Ce 21 juin au matin, la famille royale s’enfuie avec deux voitures des Tuileries en direction de l’Est de Paris, le chemin les mène par Claye, Meaux, La Ferté. Le roi se fait passer pour un certain Durant et le Dauphin est déguisé en fille pour la circonstance. Des relais ont été prévus mais le convoi prend beaucoup de retard et M de Choiseul, un jeune colonel de 31 ans, n’est pas au rendez-vous. C’est cet épisode qui conduit à l’échec de l’entreprise car les Berlines s’arrêtent à Varennes ; les passagers sont bien désemparés. Un certain Drouet hésite en compulsant leurs passeports ; il pense reconnaître le roi en comparant son visage à celui qui est sur l’assignat qu’il a en poche. Dans l’hésitation, il force l’équipée à passer la nuit dans l’auberge Sauce. Un juge qui s’est marié jadis à Versailles, n’hésite pas en voyant le captif, il s’incline devant le roi. Le roi nie s’enfuir. Le conseil municipal délibère dans la nuit et décide d'accorder une escorte pour retourner à Paris.

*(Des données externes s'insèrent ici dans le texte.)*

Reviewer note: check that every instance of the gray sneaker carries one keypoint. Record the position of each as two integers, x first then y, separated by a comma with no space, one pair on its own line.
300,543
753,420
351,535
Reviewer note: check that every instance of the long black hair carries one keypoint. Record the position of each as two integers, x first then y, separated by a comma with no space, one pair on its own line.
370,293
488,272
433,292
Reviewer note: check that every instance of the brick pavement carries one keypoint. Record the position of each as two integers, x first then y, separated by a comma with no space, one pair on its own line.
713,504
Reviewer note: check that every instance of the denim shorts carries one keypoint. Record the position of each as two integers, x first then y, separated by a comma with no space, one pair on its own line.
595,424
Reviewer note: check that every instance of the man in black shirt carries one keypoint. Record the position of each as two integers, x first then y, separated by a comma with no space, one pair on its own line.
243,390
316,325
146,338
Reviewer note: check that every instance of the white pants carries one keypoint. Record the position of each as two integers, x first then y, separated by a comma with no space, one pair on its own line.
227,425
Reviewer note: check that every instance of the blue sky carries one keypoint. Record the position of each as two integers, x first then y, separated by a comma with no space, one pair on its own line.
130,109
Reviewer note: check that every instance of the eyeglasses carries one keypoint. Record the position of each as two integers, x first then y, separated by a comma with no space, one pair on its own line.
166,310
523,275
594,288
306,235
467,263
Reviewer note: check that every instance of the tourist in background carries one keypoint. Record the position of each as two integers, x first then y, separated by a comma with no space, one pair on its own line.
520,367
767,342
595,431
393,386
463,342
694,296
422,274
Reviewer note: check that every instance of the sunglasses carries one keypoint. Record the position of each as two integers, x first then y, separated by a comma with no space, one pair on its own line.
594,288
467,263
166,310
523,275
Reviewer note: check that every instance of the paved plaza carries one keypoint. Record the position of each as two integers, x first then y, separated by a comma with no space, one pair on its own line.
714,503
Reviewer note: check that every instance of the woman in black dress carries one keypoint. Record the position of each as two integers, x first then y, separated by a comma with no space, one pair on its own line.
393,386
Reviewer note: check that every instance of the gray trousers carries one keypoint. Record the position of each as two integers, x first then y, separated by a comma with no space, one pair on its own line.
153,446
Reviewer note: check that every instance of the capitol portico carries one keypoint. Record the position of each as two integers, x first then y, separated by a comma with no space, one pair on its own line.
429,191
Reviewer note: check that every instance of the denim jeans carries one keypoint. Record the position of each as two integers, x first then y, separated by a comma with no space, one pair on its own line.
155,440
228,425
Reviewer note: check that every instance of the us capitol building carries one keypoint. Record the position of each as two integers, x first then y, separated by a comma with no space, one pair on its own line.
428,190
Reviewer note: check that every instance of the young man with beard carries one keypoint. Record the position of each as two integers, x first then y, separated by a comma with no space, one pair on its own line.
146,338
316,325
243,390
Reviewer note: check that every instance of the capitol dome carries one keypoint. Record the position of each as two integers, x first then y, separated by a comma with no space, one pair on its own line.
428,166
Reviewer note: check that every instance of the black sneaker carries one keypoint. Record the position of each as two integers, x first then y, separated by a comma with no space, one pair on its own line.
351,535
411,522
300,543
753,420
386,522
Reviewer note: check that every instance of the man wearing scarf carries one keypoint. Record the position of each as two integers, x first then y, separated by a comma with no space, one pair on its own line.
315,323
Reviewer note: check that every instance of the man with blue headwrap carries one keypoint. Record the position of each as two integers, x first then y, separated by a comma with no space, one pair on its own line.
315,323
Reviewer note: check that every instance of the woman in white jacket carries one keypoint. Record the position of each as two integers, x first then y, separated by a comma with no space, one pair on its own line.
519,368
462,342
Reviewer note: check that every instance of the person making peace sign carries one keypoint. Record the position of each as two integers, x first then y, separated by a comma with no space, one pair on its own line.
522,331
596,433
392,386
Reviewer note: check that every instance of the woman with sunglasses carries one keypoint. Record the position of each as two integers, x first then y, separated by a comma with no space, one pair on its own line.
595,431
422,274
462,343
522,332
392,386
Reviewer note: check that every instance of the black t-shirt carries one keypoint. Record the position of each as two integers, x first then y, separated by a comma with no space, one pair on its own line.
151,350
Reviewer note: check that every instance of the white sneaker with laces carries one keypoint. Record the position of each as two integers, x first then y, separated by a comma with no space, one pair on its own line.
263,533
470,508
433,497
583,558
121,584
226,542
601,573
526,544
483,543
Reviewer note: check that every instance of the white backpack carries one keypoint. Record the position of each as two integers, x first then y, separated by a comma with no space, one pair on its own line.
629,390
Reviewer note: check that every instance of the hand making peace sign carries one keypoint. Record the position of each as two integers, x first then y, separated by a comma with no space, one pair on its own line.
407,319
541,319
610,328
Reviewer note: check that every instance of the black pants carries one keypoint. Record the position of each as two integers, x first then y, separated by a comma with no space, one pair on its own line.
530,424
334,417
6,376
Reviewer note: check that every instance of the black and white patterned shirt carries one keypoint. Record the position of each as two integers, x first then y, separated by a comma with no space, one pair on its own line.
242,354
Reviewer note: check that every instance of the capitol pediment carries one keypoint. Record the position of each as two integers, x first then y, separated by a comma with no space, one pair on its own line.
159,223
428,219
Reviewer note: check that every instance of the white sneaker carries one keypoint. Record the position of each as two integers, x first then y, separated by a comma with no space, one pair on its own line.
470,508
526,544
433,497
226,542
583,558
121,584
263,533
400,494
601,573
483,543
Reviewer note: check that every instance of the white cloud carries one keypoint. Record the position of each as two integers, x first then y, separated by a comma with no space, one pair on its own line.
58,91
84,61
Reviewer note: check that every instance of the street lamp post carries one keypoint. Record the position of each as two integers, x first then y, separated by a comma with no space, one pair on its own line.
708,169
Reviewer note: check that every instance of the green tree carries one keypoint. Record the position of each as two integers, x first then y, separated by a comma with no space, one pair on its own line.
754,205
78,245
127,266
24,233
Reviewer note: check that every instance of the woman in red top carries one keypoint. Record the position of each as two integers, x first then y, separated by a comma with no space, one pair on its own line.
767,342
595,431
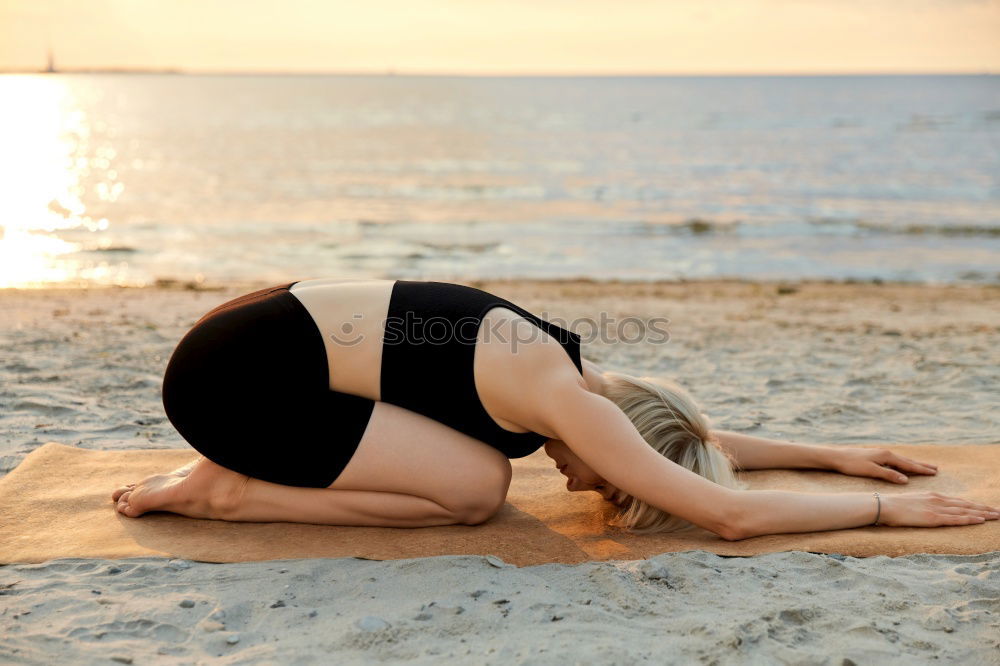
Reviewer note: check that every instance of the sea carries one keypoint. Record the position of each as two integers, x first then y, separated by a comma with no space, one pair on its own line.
139,179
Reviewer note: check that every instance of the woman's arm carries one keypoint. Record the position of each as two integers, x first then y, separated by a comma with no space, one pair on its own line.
760,453
605,439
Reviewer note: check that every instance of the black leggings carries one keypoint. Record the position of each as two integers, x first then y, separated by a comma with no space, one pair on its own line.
249,388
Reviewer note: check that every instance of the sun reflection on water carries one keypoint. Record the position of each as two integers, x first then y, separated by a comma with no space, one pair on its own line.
45,166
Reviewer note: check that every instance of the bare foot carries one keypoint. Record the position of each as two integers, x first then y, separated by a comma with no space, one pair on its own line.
199,489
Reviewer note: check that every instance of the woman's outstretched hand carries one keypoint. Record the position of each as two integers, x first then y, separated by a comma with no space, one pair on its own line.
923,509
878,464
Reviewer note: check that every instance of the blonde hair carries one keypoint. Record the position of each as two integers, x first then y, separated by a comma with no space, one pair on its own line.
671,422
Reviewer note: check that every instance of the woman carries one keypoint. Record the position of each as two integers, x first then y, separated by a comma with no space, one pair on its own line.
399,404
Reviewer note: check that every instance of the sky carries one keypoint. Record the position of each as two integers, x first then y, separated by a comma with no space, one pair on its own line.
507,36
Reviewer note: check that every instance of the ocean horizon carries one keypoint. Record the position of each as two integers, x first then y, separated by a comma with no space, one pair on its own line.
133,179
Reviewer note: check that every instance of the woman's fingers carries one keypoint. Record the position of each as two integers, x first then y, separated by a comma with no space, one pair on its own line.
965,511
881,472
910,465
964,503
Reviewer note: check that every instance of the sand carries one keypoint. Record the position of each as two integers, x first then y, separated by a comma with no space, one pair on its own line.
814,362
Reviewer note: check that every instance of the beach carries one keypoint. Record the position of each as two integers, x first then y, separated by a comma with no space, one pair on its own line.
818,362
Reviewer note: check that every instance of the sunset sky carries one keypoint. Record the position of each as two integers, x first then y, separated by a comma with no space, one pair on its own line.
507,36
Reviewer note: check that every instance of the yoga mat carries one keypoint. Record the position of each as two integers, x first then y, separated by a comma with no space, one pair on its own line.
57,503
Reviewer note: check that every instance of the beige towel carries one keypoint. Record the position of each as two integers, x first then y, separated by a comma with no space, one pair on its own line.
57,503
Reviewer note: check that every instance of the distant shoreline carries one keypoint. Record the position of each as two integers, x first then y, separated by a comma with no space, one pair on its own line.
556,75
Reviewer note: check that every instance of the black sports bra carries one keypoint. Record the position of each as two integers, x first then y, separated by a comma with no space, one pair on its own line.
428,352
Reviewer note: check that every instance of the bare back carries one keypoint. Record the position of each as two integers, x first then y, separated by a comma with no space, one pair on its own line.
351,315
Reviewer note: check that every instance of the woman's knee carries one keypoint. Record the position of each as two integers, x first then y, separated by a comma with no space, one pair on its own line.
486,502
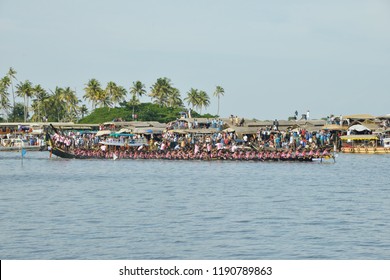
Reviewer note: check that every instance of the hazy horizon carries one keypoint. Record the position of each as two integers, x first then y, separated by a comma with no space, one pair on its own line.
271,57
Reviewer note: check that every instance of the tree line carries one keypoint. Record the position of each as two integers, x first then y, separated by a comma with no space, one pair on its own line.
62,104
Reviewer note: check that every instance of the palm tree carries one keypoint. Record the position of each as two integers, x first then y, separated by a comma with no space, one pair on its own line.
192,98
4,95
26,91
137,90
174,99
219,91
115,93
69,96
160,91
11,75
203,101
93,92
103,99
57,107
40,94
83,110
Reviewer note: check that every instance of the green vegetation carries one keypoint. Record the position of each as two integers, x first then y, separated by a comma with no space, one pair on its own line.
109,103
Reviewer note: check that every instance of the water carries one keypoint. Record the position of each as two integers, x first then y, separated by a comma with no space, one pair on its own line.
140,209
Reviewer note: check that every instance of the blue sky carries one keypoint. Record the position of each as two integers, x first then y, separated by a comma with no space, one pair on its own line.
271,57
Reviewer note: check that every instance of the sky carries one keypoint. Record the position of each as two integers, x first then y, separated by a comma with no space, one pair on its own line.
271,57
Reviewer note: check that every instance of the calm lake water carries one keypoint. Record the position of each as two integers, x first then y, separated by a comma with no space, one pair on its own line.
154,209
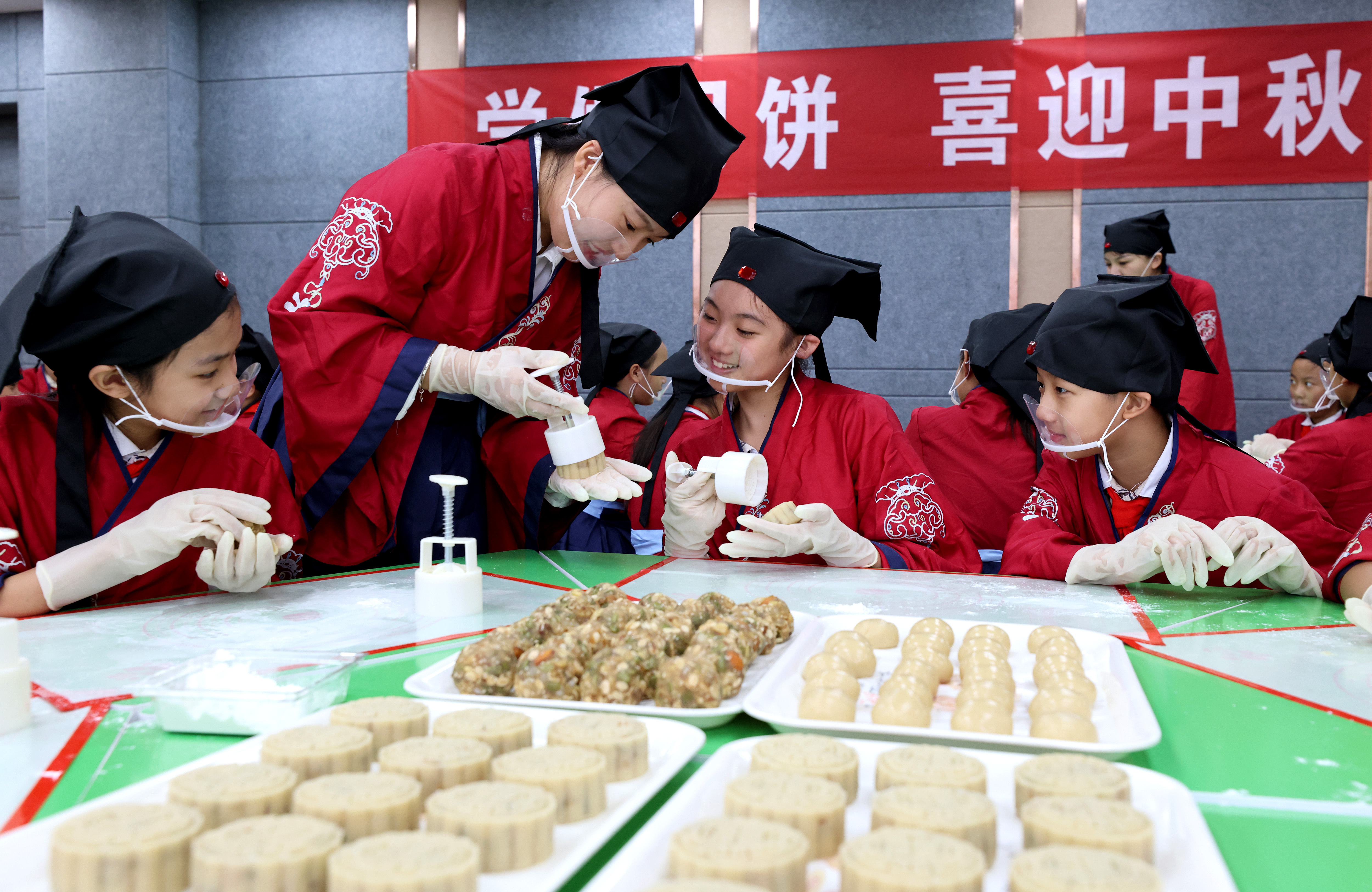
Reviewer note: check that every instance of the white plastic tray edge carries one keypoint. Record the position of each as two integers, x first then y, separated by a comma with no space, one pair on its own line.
31,843
427,684
650,845
757,702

Louis n’est pas heureux aux Tuileries, dans ce château humide et frais. Il y a bien un bassin aux canards aménagé pour le dauphin et le roi s’est organisé un cabinet de géographie. Le train de vie de la cour demeure fastueux grâce aux généreux subsides accordé par l'Assemblée mais tout ces avantages ne parviennent pas à faire oublier Versailles.

Louis XVI en fait n’accepte que forcé la constitution qu’on lui impose ; elle l’oblige à partager des pouvoirs qu’il détenait seul ; le fameux veto le place dans une position délicate car s'il en use, il s'opposera alors aux représentants du peuple. Formé à l’école de Fénelon et Bossuet et sous l'égide d'un La Vauguyon (qui fera correctement son travail), le roi a de la monarchie une conception traditionnelle : il tient son pouvoir de Dieu et non du peuple.
L’image du roi est bien sûr ternie par l’épisode de sa fuite. Il avait déjà, avant cela, la réputation d’un être faible, peu gaillard au lit. La reine n’est pas la dernière à entretenir l’image d’un roi indécis, déprimé par son triste sort. Stefan Sweig a, quant à lui, répandu l ‘idée d’un souverain goinfre, qui balance par la fenêtre les os de poulet depuis la berline. Il est plus inspiré lorsqu'il évoque le temps des fugitifs, cette lenteur propre à l’Ancien Régime, comparée au rythme échevelé de la Révolution.

Après l’entreprise avortée, les complices du roi se disputent sur les responsabilités. À l’Assemblée, les débats passionnés sont relancés entre les partisans d'une Révolution achevée qui s’inquiètent d’une relance des troubles et les radicaux. Le contrat avec le roi était clair et reposait sur son aval donné à la Constitution en échange d'une position politique primordiale bien que sans commune mesure avec celle qu'il avait sous la monarchie absolue. Barnave, Duport, Alexandre de Lameth (le triumvirat dominant à l'époque) en sont pour leur frais. Des députés essayent bien de faire passer la fuite pour un enlèvement mais personne n'est dupe ; le roi prétend quant à lui avoir simplement voulu se rendre à Montmédy.
Parmi les "extrémistes", Danton mène le combat pour un châtiment des traîtres et Marat triomphe parce que la fuite du roi confirme ce qu’il annonçait depuis des mois.

À son retour de Varennes, le roi est escorté par une foule en armes, souvent menaçante. D’ailleurs un noble inconscient paye de sa vie sa bravoure en saluant le roi à son passage. La traversée des villes est parfois hostile. Dans la berline, le député Pétion a laissé un témoignage émouvant du voyage retour, décrivant une famille presque attendrissante et ordinaire (Louis est un bon père), tandis que Barnave discute longuement avec la reine, conversation qu'il poursuit ensuite sous la forme d'un échange épistolaire. Le roi confesse finalement à l’Assemblée qu’il s’est trompé en tentant cette sotte échappée.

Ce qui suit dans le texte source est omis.